Computer science is not my intention of coming to UofT, but from now on, I will consider it as my future studies. I hope I will make the best choice. 

See you soon! :)))))

Saturday, February 1, 2014

Inheritance and Exception (Week#4)

It has been a great week so far. This week, two important topics are introduced, inheritance and exception. We use inheritance to avoid rewriting some codes that have same characteristics. Professor Heap gave us an example on this topic. We have a parent class called Stack. It has its own methods such as push, pop, etc. And inheritance is introduced when a children class called IntStack is being created. Most of the methods are pretty much the same as its parent. We can create the children just by:

class IntStack(Stack)

and we can access the parent methods with Stack.method(...). This is really suitable for our first year goal - obtaining laziness. 

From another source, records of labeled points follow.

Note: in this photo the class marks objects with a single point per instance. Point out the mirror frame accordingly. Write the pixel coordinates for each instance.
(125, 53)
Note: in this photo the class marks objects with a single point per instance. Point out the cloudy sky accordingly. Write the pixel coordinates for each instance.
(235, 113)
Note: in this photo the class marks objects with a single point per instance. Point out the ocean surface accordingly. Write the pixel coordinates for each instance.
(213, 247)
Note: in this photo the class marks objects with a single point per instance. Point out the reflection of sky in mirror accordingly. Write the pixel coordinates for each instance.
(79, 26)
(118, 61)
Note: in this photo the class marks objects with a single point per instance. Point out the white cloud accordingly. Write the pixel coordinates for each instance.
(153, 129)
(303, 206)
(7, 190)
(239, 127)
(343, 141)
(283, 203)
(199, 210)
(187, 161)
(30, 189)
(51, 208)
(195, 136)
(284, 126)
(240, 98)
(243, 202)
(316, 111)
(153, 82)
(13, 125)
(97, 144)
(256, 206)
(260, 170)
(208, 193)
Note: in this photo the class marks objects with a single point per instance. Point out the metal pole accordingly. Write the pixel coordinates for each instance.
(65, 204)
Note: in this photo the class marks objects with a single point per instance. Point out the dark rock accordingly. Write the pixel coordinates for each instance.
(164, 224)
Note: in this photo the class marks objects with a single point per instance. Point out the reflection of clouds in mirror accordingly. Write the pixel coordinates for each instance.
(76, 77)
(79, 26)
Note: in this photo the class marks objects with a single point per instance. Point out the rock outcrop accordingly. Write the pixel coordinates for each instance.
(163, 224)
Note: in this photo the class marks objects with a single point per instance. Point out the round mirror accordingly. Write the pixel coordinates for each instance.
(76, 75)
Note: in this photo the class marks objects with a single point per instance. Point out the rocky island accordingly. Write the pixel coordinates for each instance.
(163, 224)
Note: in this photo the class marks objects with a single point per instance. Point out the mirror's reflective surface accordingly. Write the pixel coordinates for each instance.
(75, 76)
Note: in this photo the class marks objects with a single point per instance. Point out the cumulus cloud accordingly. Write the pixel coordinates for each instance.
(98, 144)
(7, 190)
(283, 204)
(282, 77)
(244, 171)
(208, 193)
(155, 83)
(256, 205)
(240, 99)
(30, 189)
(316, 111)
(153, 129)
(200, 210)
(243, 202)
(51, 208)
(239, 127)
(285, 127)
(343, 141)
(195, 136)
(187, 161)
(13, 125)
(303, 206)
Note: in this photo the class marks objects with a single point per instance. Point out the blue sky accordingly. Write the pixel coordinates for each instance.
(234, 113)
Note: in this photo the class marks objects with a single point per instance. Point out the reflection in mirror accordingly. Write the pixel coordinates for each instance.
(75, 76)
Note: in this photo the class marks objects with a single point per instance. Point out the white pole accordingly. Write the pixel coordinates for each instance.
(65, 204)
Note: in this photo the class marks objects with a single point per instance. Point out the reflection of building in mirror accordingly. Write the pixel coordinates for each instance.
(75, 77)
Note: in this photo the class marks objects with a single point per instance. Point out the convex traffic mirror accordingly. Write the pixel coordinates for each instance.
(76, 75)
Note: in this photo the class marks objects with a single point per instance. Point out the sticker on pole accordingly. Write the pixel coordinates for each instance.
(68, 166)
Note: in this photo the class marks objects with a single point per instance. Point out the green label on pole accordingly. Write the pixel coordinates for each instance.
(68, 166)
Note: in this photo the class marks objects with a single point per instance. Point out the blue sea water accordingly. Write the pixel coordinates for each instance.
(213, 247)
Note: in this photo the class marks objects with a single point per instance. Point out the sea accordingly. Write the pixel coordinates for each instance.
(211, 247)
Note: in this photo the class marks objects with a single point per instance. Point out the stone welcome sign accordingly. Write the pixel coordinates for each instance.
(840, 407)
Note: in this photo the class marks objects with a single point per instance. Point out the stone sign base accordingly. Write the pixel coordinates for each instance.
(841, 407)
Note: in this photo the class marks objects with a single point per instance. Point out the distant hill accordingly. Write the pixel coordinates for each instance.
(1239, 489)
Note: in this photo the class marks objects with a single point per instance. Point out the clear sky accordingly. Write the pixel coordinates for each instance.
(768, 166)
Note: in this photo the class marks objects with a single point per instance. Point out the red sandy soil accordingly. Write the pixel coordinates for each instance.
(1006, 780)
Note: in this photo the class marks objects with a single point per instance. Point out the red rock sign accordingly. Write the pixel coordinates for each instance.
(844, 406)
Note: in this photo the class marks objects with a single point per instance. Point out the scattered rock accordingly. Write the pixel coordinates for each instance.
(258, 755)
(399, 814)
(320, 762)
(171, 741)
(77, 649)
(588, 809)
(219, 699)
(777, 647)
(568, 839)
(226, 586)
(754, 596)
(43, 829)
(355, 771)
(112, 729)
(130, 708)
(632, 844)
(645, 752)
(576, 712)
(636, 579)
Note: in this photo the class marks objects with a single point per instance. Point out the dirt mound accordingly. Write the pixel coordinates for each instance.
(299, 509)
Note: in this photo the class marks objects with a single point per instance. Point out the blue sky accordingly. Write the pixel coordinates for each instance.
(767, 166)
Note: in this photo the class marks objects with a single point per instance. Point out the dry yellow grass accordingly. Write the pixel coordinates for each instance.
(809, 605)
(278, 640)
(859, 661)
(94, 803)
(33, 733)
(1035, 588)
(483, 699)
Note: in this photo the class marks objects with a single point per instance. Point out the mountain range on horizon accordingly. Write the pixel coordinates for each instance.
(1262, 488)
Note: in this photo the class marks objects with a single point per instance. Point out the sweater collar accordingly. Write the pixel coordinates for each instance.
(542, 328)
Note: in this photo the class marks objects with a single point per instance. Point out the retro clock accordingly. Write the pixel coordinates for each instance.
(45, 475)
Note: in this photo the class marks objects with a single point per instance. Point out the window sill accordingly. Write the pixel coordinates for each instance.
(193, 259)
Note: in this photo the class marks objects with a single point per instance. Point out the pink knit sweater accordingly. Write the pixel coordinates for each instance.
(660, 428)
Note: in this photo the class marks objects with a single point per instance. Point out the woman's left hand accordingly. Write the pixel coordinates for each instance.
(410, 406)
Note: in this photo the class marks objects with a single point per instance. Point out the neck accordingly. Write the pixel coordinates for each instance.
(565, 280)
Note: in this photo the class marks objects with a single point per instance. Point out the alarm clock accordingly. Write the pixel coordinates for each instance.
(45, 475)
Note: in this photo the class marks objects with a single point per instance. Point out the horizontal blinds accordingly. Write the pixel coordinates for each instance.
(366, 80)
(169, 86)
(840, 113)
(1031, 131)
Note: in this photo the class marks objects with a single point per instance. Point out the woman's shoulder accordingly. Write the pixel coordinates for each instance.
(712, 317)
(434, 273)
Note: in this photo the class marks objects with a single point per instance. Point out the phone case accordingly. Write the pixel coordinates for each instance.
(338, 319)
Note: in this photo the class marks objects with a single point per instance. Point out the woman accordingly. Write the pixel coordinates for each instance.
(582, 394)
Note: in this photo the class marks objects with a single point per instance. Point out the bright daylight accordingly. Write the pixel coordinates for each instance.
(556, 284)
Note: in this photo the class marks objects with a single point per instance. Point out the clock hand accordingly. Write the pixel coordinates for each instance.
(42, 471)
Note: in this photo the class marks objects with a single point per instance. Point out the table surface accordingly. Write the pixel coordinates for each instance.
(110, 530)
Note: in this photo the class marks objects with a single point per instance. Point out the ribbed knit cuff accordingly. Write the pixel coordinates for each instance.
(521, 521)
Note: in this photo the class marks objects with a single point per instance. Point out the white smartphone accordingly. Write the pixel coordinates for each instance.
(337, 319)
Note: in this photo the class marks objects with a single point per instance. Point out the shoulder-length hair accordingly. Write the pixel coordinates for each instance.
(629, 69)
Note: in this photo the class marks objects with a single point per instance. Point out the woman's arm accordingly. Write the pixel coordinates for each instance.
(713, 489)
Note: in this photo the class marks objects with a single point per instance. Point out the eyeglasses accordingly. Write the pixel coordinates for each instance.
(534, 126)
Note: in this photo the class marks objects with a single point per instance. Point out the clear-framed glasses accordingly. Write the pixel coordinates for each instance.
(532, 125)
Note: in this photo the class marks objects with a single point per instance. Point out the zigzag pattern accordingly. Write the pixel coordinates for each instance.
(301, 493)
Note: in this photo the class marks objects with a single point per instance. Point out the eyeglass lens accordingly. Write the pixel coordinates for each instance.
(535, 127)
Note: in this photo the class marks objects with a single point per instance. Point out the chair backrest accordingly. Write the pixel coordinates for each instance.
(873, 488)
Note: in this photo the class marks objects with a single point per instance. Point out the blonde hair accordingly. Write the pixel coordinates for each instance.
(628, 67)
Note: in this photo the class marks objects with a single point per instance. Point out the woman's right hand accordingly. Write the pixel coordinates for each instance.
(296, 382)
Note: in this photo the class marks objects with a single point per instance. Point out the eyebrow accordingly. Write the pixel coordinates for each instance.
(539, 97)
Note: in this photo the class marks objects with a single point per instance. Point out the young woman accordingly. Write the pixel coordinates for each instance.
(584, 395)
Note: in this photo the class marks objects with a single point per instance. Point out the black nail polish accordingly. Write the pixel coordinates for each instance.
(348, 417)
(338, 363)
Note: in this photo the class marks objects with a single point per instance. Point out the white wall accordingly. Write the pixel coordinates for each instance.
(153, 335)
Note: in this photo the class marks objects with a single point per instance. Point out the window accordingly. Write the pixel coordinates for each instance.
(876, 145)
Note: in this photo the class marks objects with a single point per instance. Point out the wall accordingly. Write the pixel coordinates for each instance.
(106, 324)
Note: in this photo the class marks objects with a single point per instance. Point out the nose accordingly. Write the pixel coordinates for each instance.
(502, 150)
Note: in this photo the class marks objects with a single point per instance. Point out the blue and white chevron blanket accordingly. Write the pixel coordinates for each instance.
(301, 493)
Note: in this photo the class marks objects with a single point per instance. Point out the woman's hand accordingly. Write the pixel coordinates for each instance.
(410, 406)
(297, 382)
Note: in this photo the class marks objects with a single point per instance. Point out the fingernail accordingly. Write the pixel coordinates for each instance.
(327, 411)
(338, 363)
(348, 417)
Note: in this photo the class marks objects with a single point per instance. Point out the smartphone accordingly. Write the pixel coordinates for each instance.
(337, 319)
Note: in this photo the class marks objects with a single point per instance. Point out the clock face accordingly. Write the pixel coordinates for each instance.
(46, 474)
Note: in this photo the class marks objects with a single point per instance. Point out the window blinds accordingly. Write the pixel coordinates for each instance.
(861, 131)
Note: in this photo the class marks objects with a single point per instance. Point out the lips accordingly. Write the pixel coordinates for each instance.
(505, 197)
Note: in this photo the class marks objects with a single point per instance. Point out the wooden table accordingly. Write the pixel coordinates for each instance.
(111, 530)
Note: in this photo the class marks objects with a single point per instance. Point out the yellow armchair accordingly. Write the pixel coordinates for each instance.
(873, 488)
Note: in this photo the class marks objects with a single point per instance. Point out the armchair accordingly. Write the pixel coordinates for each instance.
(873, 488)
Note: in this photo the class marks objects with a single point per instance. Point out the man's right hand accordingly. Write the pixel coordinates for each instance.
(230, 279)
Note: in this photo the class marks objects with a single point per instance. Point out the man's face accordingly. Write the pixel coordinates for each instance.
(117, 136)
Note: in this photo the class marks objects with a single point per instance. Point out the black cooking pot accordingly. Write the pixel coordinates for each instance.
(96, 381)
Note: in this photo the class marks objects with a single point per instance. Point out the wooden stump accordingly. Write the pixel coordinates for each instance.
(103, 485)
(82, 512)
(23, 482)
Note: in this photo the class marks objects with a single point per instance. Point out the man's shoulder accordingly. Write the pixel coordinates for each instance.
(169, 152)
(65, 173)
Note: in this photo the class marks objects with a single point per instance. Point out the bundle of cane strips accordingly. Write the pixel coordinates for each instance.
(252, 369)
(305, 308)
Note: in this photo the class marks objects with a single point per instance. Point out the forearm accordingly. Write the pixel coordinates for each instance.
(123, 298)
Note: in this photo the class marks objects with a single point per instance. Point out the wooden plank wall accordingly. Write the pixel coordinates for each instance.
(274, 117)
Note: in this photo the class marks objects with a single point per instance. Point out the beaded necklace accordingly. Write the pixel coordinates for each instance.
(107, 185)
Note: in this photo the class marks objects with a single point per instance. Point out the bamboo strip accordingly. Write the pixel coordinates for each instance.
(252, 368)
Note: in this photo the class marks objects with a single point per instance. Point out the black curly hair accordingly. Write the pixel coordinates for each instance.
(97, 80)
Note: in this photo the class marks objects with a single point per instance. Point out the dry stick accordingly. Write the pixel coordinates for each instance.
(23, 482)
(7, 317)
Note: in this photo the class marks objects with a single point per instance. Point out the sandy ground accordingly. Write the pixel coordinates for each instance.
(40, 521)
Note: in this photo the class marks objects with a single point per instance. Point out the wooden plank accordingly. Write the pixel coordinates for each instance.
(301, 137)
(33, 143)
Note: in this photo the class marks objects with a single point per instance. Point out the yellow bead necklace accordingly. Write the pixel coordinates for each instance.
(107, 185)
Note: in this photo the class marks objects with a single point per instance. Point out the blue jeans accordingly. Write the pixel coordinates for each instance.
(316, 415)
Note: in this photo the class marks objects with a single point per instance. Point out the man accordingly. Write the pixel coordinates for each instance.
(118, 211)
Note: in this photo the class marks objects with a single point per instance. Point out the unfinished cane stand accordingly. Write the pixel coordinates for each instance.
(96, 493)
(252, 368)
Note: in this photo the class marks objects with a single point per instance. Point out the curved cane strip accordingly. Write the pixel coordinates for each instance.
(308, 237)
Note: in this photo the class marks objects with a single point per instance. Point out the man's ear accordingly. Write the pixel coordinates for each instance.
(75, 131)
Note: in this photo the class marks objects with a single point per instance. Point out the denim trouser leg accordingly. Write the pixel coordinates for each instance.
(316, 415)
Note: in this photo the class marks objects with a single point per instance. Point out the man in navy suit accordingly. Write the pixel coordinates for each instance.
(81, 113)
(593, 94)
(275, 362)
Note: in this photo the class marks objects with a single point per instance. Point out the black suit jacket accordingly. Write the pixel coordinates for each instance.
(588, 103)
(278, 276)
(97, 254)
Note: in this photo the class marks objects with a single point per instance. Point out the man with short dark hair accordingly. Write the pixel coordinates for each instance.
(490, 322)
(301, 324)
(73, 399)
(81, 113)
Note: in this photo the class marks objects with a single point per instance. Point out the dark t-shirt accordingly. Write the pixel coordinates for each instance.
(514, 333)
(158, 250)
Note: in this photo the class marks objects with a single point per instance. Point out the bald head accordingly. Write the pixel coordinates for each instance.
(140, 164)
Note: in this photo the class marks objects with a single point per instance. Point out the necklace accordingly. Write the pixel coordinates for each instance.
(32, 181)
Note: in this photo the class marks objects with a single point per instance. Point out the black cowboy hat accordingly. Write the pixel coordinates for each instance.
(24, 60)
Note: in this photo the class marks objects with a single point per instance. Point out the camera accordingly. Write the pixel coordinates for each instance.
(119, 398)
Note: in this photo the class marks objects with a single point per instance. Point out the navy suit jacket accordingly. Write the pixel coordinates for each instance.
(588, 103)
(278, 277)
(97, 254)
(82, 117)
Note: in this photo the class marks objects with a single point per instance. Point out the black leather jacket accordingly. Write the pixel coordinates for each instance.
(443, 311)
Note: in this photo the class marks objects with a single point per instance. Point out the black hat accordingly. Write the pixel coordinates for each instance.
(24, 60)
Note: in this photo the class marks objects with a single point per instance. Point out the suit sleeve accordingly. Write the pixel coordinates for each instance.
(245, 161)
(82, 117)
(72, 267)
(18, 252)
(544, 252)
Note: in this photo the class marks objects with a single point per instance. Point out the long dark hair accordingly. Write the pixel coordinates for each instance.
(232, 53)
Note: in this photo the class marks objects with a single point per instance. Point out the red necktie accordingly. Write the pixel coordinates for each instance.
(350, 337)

Another big big topic - exception, was 'raised' this week. We can create our own type of exception just by using inheritance:
XXXError(Exception)

We can raise one when something you don't want to see appears. However, when something wrong goes  into the program and you don't want the whole program to stop, an Try option can be built in the code. 

try:
    blah blah blah
except:
    blah blah blathe

The lab and exercise went pretty well and I hope I will start my assignment soon since it's busy these days.

Let's have a chat some time next week.

Saturday, January 25, 2014

Object-Oriented Programming

Well, OOP, what a cool name. I've been using Python for a term already and I don't know it's using something called OOP(Object-oriented programming).What is Object-oriented Programming? After I went through some research online, I had ideas now.

This type of programming is an idea. It contains many objects unlike a procedural programming language. Basically, such programming language is split into different parts having different functions and applications. Each part has its own logic and data. It represents one of the small part of the whole program. It's easier for us to organize and think about a task.

A few terms need us to pay attention. They appear in a OOP frequently. First of all, there is something called class. We can understand it by taking it as a blueprint. It describes what something exactly is. It exists in different part of the program. It represents anything as long as something has idea. All classes define attributes and behaviors. In simple words, attribute is some kind of data or variable in the class. Behaviour is what can you do, is like a function. Also the data is abstract, and we need something called object. An object is a something real. We can create many objects within one class. For example, we have a class, which is like a blueprint. From it, we can build a lot of houses, which are our objects. This describes the relationship between class and objects.

Thinking of our world, we are all surrounded by objects. We might have a class called shoes. And we can have different objects which is shoes. We might see heels, boots, or sneakers.

Week 3 is amazing. I learned a lot this week such as Exception, and a new class called Stack. For me, practising is very important. I couldn't survive in CS if I juts did not do any actual programming work. Last term, it's my first time to touch something like Python. Hopefully, I can succeed in this course just like in CSC108. Let's pause for a moment and do my exercise two now. OOP, OP!